To get the most out of a workout, don’t forget to stretch at the finish line. Kalley recommends static stretching before hitting the locker room to relax those heated muscles. Try foam rolling post-workout/pre-stretching to really get those knots out.
Truth: Foam rolling and stretching are important post-exercise to-dos.
8. Myth: Stretch extra long on race day. 
Don’t take those race day jitters out on cold muscles. Researchers have found that static stretching before sprints could both harm muscles and prevent athletes from reaching their A-game potential.
Truth: When it comes to stretching, treat race days like any other training day.
9. Myth: Stretching one muscle group will only relieve strain in that area.
Sore in one spot? The source may be another muscle group altogether[One example: Lower back pain isn’t necessarily from forgetting to stretch that back— the culprit could be tight hip flexors. (Sneaky, right?)
Truth: Everything’s connected. Stretch one area, and another might benefit, too.
10. Myth: A five-minute warm-up should cut it.
There’s no way we can squeeze in all those Frankensteins and hit the elliptical in five minutes flat.
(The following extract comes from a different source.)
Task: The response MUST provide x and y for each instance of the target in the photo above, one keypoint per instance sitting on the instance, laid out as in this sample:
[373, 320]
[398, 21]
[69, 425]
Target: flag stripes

A proper warm-up often involves foam rolling, dynamic and active stretching, and then light cardio, Gary says, so don’t skimp out on warming up properly.
Truth: When it comes to warming up, take 10 (at least!).
11. Myth: All individuals need the same amount of stretching. 
Working long hours at a desk can lead to seriously stiff muscles. So cube-dwellers, remember those muscles might need a little extra attention before and after working out.
Truth: Workaholics may need to stretch more than others.
12. Myth: I’m already flexible, so there’s no need to stretch. 
Not necessarily. According to Gary, dynamic stretching and warming up are still important for everyone in order to increase blood flow to muscles. And remember, skimping out on stretching might also decrease flexibility over time.
Truth: Stick to stretching, even once flexibility goals are achieved.